Lembro-me que cheguei a sustentar questão atinente à mudança jurisprudencial certa vez, não obtendo êxito, contudo – vide HC 114462, julgado e denegado pela 2ª Turma do STF, em 11/03/2014, cujo trecho de um dos votos vencidos, proferido pelo Ministro Gilmar Mendes, transcrevo abaixo:

 

“Mas a mim, impressionou-me o segundo argumento trazido da tribuna, que é o argumento da segurança jurídica, que vai levar… Quer dizer, liminar concedida em 2012, agosto de 2012; um crime de furto tentado simples; duas tábuas, parece-me. E, aí, o dado objetivo é inequívoco, como o próprio Relator reconhece.

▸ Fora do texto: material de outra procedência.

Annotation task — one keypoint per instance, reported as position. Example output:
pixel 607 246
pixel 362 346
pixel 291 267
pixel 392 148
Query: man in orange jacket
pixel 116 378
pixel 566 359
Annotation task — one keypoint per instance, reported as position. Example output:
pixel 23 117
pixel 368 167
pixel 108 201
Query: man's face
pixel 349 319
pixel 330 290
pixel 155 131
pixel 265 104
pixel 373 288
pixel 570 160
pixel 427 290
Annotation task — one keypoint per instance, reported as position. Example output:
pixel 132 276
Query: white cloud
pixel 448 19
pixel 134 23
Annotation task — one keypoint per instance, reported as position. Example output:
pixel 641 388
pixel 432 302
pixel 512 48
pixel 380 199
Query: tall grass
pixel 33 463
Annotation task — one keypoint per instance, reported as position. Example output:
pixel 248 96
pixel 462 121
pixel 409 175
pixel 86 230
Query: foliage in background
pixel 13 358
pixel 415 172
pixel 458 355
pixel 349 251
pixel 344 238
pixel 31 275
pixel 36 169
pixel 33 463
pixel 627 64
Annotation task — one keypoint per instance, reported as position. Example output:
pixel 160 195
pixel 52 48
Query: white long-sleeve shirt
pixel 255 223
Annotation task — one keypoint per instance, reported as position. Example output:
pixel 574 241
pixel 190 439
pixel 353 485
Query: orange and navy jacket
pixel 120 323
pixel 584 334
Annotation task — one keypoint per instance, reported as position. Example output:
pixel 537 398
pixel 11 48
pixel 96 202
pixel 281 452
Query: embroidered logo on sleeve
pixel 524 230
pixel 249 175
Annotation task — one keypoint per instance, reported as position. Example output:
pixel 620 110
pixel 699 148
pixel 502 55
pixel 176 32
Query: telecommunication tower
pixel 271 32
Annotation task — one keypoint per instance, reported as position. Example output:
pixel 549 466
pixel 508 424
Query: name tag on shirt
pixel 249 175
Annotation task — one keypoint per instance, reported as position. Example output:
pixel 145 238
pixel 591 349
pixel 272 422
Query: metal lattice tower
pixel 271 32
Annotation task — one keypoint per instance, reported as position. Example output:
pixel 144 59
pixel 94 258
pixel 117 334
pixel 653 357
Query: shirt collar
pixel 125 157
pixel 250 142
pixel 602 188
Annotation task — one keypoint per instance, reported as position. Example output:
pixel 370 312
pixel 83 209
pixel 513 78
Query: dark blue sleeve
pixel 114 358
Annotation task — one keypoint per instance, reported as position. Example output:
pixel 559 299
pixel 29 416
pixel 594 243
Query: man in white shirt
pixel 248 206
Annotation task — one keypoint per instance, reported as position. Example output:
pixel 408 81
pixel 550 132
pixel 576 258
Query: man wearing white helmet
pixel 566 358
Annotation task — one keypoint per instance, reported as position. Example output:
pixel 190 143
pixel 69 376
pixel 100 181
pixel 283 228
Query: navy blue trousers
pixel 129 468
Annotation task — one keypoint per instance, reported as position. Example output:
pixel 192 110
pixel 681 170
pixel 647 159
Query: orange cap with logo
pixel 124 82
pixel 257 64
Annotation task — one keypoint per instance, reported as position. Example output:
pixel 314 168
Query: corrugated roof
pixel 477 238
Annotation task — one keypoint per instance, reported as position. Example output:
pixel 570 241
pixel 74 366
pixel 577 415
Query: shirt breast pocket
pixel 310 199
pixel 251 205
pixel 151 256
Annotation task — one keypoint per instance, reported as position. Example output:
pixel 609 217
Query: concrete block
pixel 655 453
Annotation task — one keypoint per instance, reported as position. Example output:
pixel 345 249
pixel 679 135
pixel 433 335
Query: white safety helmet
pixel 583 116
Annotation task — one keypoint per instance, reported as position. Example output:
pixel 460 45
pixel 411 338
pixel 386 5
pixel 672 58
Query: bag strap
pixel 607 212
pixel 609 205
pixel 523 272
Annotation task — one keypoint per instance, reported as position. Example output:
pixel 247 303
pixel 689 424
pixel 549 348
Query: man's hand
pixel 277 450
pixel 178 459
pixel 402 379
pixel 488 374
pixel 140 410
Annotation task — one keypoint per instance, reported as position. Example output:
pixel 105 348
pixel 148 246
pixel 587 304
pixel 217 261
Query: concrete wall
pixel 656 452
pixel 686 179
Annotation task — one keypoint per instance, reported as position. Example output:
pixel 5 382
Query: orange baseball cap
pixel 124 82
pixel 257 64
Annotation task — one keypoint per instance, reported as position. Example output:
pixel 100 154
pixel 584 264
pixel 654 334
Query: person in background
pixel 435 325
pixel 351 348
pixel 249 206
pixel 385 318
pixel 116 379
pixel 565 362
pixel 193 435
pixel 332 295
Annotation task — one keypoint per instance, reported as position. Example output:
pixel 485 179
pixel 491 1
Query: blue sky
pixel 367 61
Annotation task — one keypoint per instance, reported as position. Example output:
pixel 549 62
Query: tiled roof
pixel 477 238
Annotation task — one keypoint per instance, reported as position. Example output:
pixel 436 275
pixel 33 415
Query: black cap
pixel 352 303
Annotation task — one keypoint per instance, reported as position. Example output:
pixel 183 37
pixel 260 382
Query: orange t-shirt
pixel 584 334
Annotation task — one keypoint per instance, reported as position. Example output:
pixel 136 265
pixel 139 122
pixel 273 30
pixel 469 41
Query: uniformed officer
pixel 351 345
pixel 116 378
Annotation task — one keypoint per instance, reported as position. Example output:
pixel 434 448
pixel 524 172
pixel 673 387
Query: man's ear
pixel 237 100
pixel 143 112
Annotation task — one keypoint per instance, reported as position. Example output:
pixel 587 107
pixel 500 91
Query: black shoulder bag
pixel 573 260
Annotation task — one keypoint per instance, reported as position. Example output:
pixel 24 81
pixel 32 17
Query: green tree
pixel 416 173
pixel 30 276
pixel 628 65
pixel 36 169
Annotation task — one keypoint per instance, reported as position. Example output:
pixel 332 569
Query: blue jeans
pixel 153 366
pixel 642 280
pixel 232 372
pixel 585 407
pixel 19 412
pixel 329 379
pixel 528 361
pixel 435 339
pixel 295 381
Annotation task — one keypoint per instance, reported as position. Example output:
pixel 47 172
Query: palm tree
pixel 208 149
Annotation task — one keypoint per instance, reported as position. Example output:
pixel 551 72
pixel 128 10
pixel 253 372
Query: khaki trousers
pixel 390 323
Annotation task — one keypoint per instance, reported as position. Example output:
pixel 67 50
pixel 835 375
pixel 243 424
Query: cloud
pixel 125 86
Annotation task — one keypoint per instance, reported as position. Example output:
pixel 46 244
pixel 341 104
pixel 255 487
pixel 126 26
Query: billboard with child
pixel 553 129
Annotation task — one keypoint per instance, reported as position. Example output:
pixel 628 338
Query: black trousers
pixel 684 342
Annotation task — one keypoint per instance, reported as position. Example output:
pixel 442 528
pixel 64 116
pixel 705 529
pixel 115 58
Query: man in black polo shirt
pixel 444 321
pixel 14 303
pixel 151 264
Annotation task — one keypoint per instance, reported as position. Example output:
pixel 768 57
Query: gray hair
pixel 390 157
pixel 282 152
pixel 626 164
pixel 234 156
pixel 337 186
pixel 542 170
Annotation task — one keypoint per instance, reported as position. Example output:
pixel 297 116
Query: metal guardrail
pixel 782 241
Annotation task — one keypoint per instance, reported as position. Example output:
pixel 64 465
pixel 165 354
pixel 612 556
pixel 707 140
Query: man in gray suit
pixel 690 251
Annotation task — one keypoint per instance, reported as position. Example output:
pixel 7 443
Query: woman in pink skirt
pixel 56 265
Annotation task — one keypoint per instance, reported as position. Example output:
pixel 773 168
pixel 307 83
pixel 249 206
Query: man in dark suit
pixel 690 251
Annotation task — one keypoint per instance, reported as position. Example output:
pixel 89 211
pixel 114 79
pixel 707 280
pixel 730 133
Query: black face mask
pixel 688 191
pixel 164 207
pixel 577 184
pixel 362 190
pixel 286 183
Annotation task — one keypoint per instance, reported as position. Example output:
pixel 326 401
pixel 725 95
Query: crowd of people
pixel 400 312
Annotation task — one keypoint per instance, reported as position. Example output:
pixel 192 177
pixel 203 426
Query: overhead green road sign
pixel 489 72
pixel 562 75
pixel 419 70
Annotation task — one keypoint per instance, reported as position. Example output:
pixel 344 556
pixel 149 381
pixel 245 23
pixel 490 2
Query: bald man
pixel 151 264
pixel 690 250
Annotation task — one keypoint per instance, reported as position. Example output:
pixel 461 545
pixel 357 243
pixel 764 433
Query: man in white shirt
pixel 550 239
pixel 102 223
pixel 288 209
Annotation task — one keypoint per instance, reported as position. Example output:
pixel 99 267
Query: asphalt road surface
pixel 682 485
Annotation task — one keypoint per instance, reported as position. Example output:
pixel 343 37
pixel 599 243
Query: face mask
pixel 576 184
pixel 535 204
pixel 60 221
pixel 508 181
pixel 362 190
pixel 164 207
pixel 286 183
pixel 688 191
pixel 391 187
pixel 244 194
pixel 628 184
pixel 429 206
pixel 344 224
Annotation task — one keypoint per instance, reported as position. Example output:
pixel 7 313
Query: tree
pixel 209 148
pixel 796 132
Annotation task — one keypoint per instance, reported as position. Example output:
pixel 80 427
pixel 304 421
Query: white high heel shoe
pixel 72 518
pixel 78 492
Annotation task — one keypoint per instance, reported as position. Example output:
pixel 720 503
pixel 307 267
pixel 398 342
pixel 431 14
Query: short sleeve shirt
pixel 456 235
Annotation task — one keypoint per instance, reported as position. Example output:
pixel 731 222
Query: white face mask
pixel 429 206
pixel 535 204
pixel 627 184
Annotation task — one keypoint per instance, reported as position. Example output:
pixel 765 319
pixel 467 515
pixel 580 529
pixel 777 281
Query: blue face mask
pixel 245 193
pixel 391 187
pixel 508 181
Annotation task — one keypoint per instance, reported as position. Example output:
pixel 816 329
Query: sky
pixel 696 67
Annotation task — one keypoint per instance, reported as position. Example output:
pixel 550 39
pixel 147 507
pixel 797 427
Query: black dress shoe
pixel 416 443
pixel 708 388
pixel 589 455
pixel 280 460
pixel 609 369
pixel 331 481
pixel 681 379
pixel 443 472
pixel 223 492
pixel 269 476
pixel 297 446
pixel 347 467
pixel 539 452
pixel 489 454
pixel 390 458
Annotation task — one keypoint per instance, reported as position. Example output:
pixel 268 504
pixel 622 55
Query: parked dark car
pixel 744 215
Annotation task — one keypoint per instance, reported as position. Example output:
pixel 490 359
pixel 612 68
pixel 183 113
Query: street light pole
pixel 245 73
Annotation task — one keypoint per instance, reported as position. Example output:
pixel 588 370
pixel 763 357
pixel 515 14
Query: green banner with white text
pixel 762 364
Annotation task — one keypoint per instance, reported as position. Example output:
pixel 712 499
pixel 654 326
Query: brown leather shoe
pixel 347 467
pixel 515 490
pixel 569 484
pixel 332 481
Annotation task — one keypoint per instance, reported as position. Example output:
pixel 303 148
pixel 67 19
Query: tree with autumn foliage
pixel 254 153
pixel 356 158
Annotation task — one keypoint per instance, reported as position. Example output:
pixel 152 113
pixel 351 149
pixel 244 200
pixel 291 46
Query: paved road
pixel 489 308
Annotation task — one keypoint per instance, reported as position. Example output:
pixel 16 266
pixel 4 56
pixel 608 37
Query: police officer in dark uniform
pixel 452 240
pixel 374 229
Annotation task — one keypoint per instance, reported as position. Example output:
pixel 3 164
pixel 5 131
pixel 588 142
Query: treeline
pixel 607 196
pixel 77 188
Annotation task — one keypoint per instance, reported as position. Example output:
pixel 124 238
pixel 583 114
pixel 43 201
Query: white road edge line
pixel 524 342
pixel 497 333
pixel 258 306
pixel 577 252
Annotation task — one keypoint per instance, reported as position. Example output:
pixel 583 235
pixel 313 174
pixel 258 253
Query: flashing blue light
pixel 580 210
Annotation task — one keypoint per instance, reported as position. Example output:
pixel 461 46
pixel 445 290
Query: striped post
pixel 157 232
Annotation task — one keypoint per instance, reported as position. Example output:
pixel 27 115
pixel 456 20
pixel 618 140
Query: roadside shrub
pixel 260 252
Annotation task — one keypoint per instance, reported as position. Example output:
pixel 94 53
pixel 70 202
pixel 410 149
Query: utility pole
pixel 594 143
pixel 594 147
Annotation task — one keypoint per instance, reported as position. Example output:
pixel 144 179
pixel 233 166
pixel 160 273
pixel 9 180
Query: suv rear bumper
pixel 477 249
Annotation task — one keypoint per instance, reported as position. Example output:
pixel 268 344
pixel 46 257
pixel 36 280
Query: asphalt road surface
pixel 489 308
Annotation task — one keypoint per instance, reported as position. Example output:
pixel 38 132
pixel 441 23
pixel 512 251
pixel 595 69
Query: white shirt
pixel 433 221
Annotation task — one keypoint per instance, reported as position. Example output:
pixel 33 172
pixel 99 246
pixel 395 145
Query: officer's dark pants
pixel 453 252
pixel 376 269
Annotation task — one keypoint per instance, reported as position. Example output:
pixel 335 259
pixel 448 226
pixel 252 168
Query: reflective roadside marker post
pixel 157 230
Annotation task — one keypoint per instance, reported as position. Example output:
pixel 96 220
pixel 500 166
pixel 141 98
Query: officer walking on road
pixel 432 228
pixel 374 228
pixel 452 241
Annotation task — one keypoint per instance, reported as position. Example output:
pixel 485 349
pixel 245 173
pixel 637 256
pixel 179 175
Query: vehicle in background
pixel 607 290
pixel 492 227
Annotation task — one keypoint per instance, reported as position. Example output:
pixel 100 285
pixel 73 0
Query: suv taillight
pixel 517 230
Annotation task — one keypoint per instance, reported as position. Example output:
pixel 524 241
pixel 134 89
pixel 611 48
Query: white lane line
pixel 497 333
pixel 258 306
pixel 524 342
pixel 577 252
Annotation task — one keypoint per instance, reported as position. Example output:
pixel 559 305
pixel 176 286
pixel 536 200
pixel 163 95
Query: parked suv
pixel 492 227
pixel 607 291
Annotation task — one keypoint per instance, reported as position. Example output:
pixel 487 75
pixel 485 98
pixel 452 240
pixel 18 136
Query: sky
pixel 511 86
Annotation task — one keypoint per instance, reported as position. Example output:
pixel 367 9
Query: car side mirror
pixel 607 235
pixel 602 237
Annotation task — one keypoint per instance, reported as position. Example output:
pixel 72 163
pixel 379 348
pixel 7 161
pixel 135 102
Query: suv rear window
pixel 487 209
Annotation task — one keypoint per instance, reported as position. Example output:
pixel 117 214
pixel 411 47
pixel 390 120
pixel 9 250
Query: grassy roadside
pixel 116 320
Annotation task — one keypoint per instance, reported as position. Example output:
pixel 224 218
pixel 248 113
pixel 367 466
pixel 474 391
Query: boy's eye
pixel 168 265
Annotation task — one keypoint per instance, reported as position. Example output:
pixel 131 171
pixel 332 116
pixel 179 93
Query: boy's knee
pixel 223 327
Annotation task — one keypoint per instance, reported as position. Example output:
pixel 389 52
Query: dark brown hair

Eu tenho uma enorme dificuldade de vencer esse argumento. E, não podendo avançar além, não podendo deixar de levar em conta a configuração concreta do caso para conceder a ordem, tendo em vista exatamente a chamada proporcionalidade em sentido concreto de que fala o Procurador, de fato, vamos estar, aqui, permitindo que esse processo prossiga, muito provavelmente, para que não se aplique a pena, sem que haja nenhuma utilidade.”

 

De qualquer modo, ainda que em termos de competência ou de matéria eleitoral, o STF já esposou entendimento que penso ser o mais consentâneo com a segurança jurídica. O raciocínio apresentado nos julgados cujas ementas colaciono abaixo pode ser aplicado em qualquer matéria. Segurança jurídica é essencial. Confere estabilidade, evita surpresas e minimiza as injustiças.

 

“RECURSO EXTRAORDINÁRIO. REPERCUSSÃO GERAL. REELEIÇÃO. PREFEITO. INTERPRETAÇÃO DO ART. 14, § 5º, DA CONSTITUIÇÃO. MUDANÇA DA JURISPRUDÊNCIA EM MATÉRIA ELEITORAL. SEGURANÇA JURÍDICA. I. REELEIÇÃO. MUNICÍPIOS. INTERPRETAÇÃO DO ART. 14, § 5º, DA CONSTITUIÇÃO. PREFEITO. PROIBIÇÃO DE TERCEIRA ELEIÇÃO EM CARGO DA MESMA NATUREZA, AINDA QUE EM MUNICÍPIO DIVERSO.

(…)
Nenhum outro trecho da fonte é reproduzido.